Intel Labs and Microsoft Threat Protection Intelligence Teams are collaborating to research the application of deep learning for malware threat detection. Intel and Microsoft have previously demonstrated that transfer learning from computer vision for malware analysis can achieve highly desirable classification performance.
The companies call the project STAMINA. The main aim of STAMINA (STAtic Malware-as-image Network Analysis) is to Leverage Deep learning techniques to avoid time-consuming manual feature engineering with high accuracy and low false positives.
Static analysis is a quick and straightforward way to detect malware without executing the application or monitoring the run time behaviour, static analysis technique is used to match malicious signatures.
Preprocessing (image conversion)
An image is obtained from a binary application by assigning a value between 0–255 to every byte, which directly corresponds to pixel intensity. The resulting1-D pixel stream is then converted to 2-D with the help of a table shown below that gives width according to file size, height is obtained by no of pixels divided by width. After reshaping images are resized to 224 or 299 using bilinear interpolation or nearest neighbor algorithms.
Transfer learning Step
Due to limitation of datasets training a complete deep neural network can be difficult therefore transfer learning is used. The idea here is to borrow knowledge learned from a model used in one domain and apply it to another target domain.
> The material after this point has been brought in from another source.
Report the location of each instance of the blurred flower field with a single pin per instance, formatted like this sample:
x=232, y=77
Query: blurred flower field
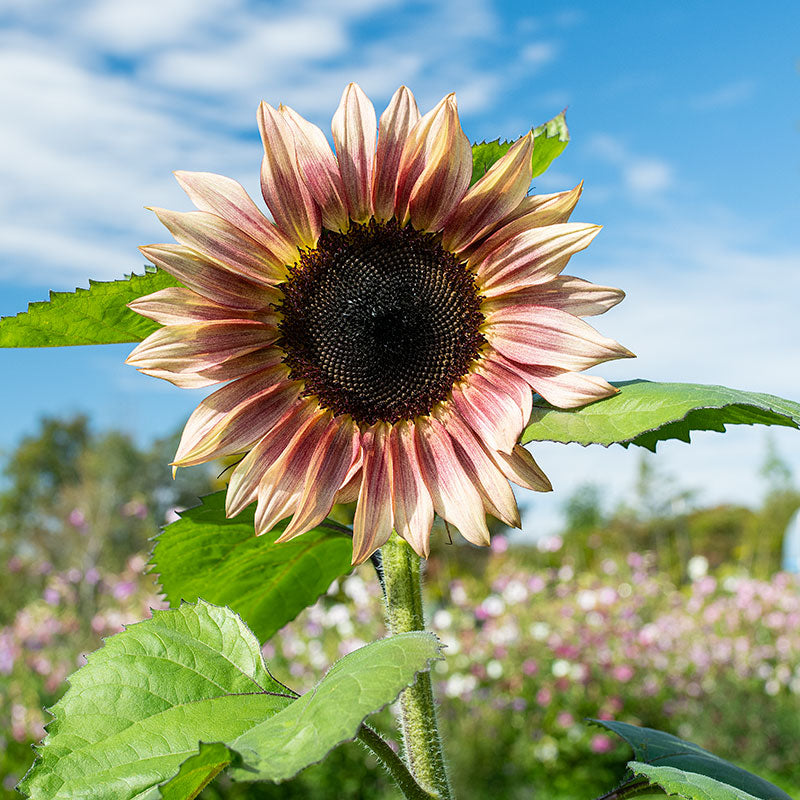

A portion of layers are frozen and the last few layers are fine-tuned on a newly obtained dataset.
This approach of malware classification resulted in accuracy upto 99% with 2.6% false positive rating. While this technique is revolutionary it is still in early stages. It’s extremely effective in analyzing small files but with large binaries STAMINA lags . The joint research encourages the use of deep transfer learning for the purpose of malware classification.